Gartner has just issued it's latest set of information technology predictions for 2012 and beyond. Along with the more predictable forecasts that everything is going to cloud and mobile, with a lot of Big Data to go along with it, is this interesting nugget: IT departments may soon have smaller technology budgets than the business units they're supposed to be serving.
Gartner analysts are predicting that by the year 2015, 35% of enterprise IT expenditures for most organizations will be managed outside the IT department's budget. "Next generation digital enterprises are being driven by a new wave of business managers and individual employees who no longer need technology to be contextualized for them by an IT department," the report states. "These people are demanding control over the IT expenditure required to evolve the organization within the confines of their roles and responsibilities. CIOs will see some of their current budget simply reallocated to other areas of the business. In other cases, IT projects will be redefined as business projects with line-of-business managers in control."
Can it be, that non-IT types may have bigger technology budgets that IT departments? "We know that has been shifting subtlety over the years," says Daryl Plummer, managing VP and Gartner fellow in an audio interview posted at the Gartner prediction page. "Now, it is something has become a major issue as CMOs, or chief marketing officers, may end up having larger IT budgets than CIOs."
Plummer, who provided much of the grist for Gartner's latest predictions, says at issue is that IT still is not perceived as delivering value to the business. "What it means that IT has to change itself," he says. "It has to change itself to become more as a broker of services than just a provider of technology, or even as a technology service provider. Many IT providers think of themselves as service providers to the business, when in fact, 80% of IT budgets go to just keep the lights on... Eight out of 10 dollars spent on IT is 'dead money,' because it goes to just keeping the lights on."
That's why IT leaders need to increasing look at approaches and practices that will move resources away from costly maintenance, and toward more focused solutions that help grow the business, Plummer adds. "Unfortunately, the business doesn't care about IT. The business will only care about what it can do it generate more business, and generate more revenue." He says initiatives such as cloud computing, and outsourcing in general, will help IT leaders "move away from some of the things that are just about keeping the lights on, that don't have value for their company, so they can spend more time with that 20% that generates value. that generates competitive advantage for their business. That's how they can get back in the game."

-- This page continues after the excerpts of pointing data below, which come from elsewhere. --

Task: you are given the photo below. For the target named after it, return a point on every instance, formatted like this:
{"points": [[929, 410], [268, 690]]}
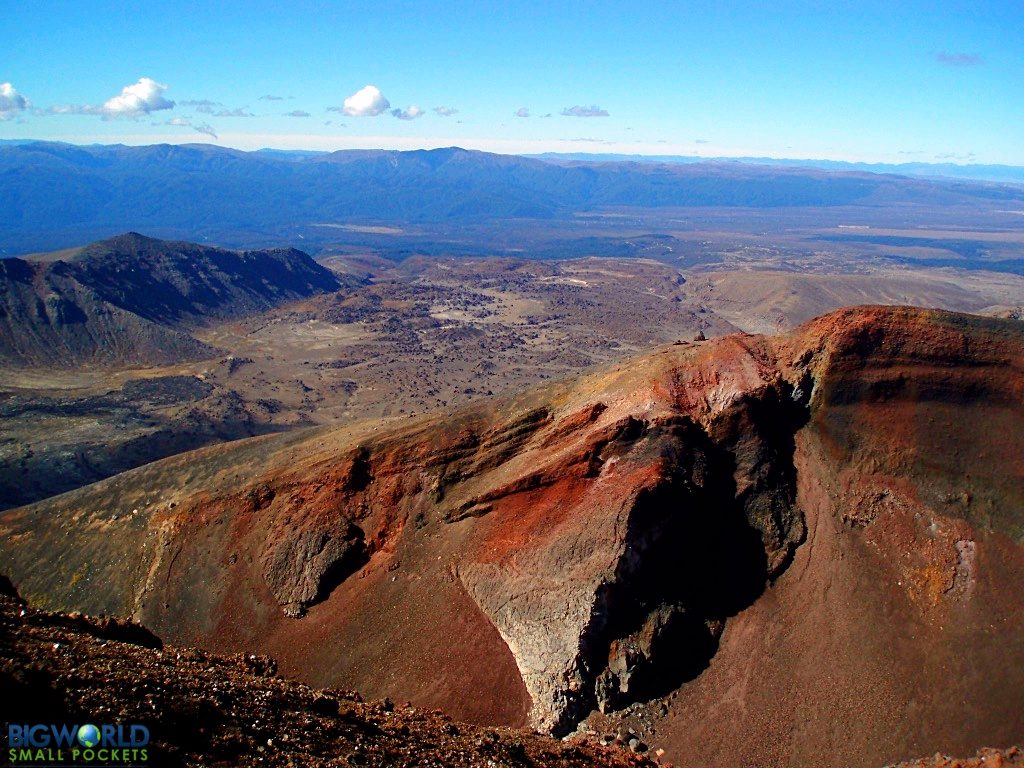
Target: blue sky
{"points": [[859, 81]]}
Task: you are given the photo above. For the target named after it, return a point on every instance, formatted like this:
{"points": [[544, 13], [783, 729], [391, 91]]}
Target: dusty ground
{"points": [[431, 333], [208, 710]]}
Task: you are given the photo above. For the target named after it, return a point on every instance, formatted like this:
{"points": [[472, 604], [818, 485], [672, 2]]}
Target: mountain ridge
{"points": [[815, 513], [198, 190], [131, 299]]}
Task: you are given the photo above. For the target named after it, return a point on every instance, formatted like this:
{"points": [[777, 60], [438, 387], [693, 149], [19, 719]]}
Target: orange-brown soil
{"points": [[787, 551]]}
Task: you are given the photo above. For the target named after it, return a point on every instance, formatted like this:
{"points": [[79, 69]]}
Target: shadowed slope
{"points": [[602, 543]]}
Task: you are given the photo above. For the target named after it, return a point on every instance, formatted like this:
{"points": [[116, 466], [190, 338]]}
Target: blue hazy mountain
{"points": [[56, 195]]}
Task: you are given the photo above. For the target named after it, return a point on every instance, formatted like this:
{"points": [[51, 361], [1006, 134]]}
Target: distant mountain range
{"points": [[974, 171], [132, 299], [55, 195]]}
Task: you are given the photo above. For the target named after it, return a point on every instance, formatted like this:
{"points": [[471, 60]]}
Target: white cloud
{"points": [[367, 102], [410, 113], [237, 113], [134, 100], [11, 101], [585, 112]]}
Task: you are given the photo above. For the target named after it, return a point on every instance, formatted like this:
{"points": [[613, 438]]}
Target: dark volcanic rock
{"points": [[204, 709], [130, 299]]}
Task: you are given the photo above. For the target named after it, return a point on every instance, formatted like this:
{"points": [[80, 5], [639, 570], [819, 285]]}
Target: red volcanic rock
{"points": [[203, 709], [800, 550]]}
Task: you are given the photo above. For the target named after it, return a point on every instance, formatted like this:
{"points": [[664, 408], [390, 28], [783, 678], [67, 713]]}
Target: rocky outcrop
{"points": [[131, 299], [728, 537]]}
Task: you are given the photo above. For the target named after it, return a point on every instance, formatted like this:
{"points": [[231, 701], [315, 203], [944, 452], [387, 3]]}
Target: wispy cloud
{"points": [[206, 107], [585, 112], [958, 58], [366, 102], [410, 113], [965, 157], [201, 104], [237, 113], [204, 128], [11, 102]]}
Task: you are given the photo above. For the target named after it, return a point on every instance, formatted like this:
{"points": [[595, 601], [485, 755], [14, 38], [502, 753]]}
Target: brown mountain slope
{"points": [[800, 550], [130, 299]]}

The new driving force behind IT for the foreseeable future is what Plummer and his associates call the "CSMI Nexus" -- comprising cloud, social, mobile and information. The CSMI Nexus forms "a phenomenon that is changing the world as we know it, and certainly changing the IT landscape," he says. "Cloud is the means of delivery. Social is the behavioral style, the interaction styles. Mobile is the access mechanism. Information is the analytical foundation on which you figure out what decisions to make. You have to build a philosophy around that. You have to say, here's how were going to deal with CSMI, and here are the ramifications of that."
Additional Gartner predictions include the following:
By 2015, low-cost cloud services will cannibalize up to 15 percent of top outsourcing players' revenue. "The projected $1 trillion IT services market is at the beginning of a phase of further disruption, similar to the one the low-cost airlines have brought in the transportation industry."
In 2013, the investment bubble will burst for consumer social networks, and for enterprise social software companies in 2014. "Vendors in the consumer social network space are competing with each other at a rate and pace that are unusually aggressive, even in the technology market. The net result is a large crop of vendors with overlapping features competing for a finite audience."
By 2016, at least 50 percent of enterprise email users will rely primarily on a browser, tablet or mobile client instead of a desktop client.
By 2015, mobile application development projects targeting smartphones and tablets will outnumber native PC projects by a ratio of 4-to-1. "Smartphones and tablets represent more than 90 percent of the new net growth in device adoption for the coming four years, and increasing application platform capability across all classes of mobile phones is spurring a new frontier of innovation, particularly where mobile capabilities can be integrated with location, presence and social information to enhance the usefulness."
By 2016, 40 percent of enterprises will make proof of independent security testing a precondition for using any type of cloud service. "'Inspectors' certifications' will eventually become a viable alternative or complement to third-party testing."
At year-end 2016, more than 50 percent of Global 1000 companies will have stored customer-sensitive data in the public cloud. "It is estimated that more than 20 percent of organizations have already begun to selectively store their customer-sensitive data in a hybrid architecture that is a combined deployment of their on-premises solution with a private and/or public cloud provider in 2011."
Through 2015, more than 85 percent of Fortune 500 organizations will fail to effectively exploit big data for competitive advantage. "Collecting and analyzing the data is not enough — it must be presented in a timely fashion so that decisions are made as a direct consequence that have a material impact on the productivity, profitability or efficiency of the organization."